Tomes didn’t have severe nearsightedness or an astigmatism, but wavefront-guided Lasik recently was approved by the Food and Drug Administration for both those conditions, expanding the number of people eligible for the surgery by about 1 million. It’s also been approved for farsightedness. Tomes also chose to go “blade-free,” that is, the doctor used a new laser technique, instead of a disposable blade, to create a flap in the cornea. All Lasik surgeries include making this thin, hinged flap, a layer that is folded back into place after the laser treatment to speed healing. In the blade-free procedure, the surgeon uses a brand-name laser, called the IntraLase, to create thousands of tiny bubbles under the surface of the cornea. The bubbles allow the surgeon to peel a flap from the cornea with a small blunt tool, called a spatula. The blade-free procedure takes a few minutes longer compared to the usual method, is more expensive and is not necessarily superior for every patient, Kraff said. Although the only studies comparing the two techniques are small or funded by industry, results in vision correction appear similar. Some doctors have reported more redness of the eyes with the bladeless technique, possibly due to the longer time the patient’s eye is held still by suction.
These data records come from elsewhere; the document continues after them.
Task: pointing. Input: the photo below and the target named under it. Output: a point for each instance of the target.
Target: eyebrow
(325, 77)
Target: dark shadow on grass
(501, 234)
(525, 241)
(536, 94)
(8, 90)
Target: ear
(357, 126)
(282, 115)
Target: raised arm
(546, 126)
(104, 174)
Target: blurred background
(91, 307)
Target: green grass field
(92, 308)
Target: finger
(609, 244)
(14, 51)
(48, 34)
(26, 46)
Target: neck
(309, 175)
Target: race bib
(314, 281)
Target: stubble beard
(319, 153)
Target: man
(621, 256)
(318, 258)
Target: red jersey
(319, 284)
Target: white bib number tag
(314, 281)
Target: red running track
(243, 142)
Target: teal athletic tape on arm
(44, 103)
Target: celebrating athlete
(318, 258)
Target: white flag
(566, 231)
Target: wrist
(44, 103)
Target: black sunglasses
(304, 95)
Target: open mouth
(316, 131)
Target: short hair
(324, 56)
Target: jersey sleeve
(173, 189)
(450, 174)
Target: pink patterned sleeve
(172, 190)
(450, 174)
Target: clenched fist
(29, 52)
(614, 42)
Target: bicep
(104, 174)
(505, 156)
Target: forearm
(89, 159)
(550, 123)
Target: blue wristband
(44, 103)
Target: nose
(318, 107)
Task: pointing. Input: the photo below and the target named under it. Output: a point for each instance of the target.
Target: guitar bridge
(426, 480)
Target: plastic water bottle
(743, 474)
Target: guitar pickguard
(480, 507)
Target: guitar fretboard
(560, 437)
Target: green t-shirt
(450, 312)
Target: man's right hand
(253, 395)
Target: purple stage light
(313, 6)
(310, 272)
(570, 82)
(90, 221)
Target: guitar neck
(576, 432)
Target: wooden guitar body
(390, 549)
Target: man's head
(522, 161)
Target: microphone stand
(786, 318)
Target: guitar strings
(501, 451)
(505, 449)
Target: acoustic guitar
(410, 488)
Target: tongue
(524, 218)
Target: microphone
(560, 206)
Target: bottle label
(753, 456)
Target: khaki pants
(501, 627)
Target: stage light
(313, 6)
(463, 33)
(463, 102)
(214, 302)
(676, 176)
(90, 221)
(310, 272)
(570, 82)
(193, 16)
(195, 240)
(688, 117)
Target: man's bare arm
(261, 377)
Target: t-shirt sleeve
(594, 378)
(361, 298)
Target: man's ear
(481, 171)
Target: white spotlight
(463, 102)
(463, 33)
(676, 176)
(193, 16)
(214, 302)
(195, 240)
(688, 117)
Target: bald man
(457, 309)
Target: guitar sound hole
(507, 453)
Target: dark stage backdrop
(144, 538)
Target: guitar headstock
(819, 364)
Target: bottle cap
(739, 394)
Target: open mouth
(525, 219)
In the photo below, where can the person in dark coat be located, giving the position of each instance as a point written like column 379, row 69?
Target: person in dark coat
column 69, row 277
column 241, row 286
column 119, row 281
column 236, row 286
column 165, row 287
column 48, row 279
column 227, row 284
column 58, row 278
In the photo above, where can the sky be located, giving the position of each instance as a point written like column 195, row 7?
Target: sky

Related stories - Luxury checkups for the wealthy   (Newsweek: New surgical options can perfect vision)

But the word “blade-free” makes patients more comfortable psychologically, Minneapolis refractive surgeon Dr. Elizabeth Davis said. “They have the heebie-jeebies about a blade going across the eye,” she said. Even with “blade-free” in his plans, Tomes felt a moment of anxiety before his operation. That was when he read and signed forms listing all Lasik’s risks. “It was quite daunting: a list of many, many complications,” he said. “One in particular jumped out at me. It was the potential, but rare, that the machine in the middle of the procedure could malfunction with a quarter of the eye still to be done. And it would be difficult to fix that.” Other rare but scary possibilities include sight-threatening infection, eyesight that’s worse than before and a scratched cornea. According to Dr. Douglas Koch, ophthalmology professor at Baylor College of Medicine, there are rare reports of legal blindness “perhaps no more than less than 10 cases out of over 10 to 15 million procedures performed.” Tomes decided to go ahead, despite his last-minute worries, and is glad he did. Talk to a Lasik doctor, and you’re bound to hear the phrase “realistic expectations.” Doctors have discovered that avoiding disgruntled patients means spelling out the procedure’s shortfalls upfront: A 35-year-old who has Lasik may still need reading glasses at age 50. Some people, after Lasik, see halos around lights. Some find their eyes feel dry for months, or permanently.

“Anybody who guarantees you a 20/20 result, you should get up and walk out,”- Kraff said.